## Alexander Rakowski

Chair Digital Health & Machine Learning

Office: Campus III Building G2, Room G-2.1.32

Email: alexander.rakowski(at)hpi.de

Links: Home, Google Scholar

Supervisor: Prof. Dr. Christoph Lippert

# Introduction

Representation learning algorithms aim to learn transformations mapping complex, usually high-dimensional data (e.g., images) into more compact (lower dimensional) feature representations. These should ideally describe more abstract characteristics of the data (e.g., objects in an image). This can be ilustrated with the following diagram:

where \(x_1 ... x_m \) denote the dimensions of the observed data and \(r_1 ... r_k \) dimensions of the learned representation. Note that usually \(k << m \).

In the setting of learning disentangled representations we assume that the observed data were caused by a set of so called **ground-truth factors of variation**, via a (possibly unknown) generative process. Typically we further assume that these factors are mutually independent, and come from a given prior distribution (e.g., normal).

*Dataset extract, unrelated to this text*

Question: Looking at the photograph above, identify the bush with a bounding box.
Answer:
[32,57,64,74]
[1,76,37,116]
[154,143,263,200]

A learned representation is then assumed to be disentangled if each of these factors would only influence distinct sets of the learned features. More formally, we want the following to hold:

\( \forall_i : | \{j: \frac{\partial r_i}{\partial g_j} \neq 0 \} | \leq 1 \),

where \( \frac{\partial r_i}{\partial g_j} \) denotes the derivative of the *i-th* learned feature wrt. the *j-th* ground-truth factor of variation. Reversely, a representation is fully entangled if a change in just one factor \( g_j \) would induce a change in each of the learned features \( r_i(x) \). Ideally, one would want the learned representation to match the ground-truth factors (up to a permutation of the dimensions).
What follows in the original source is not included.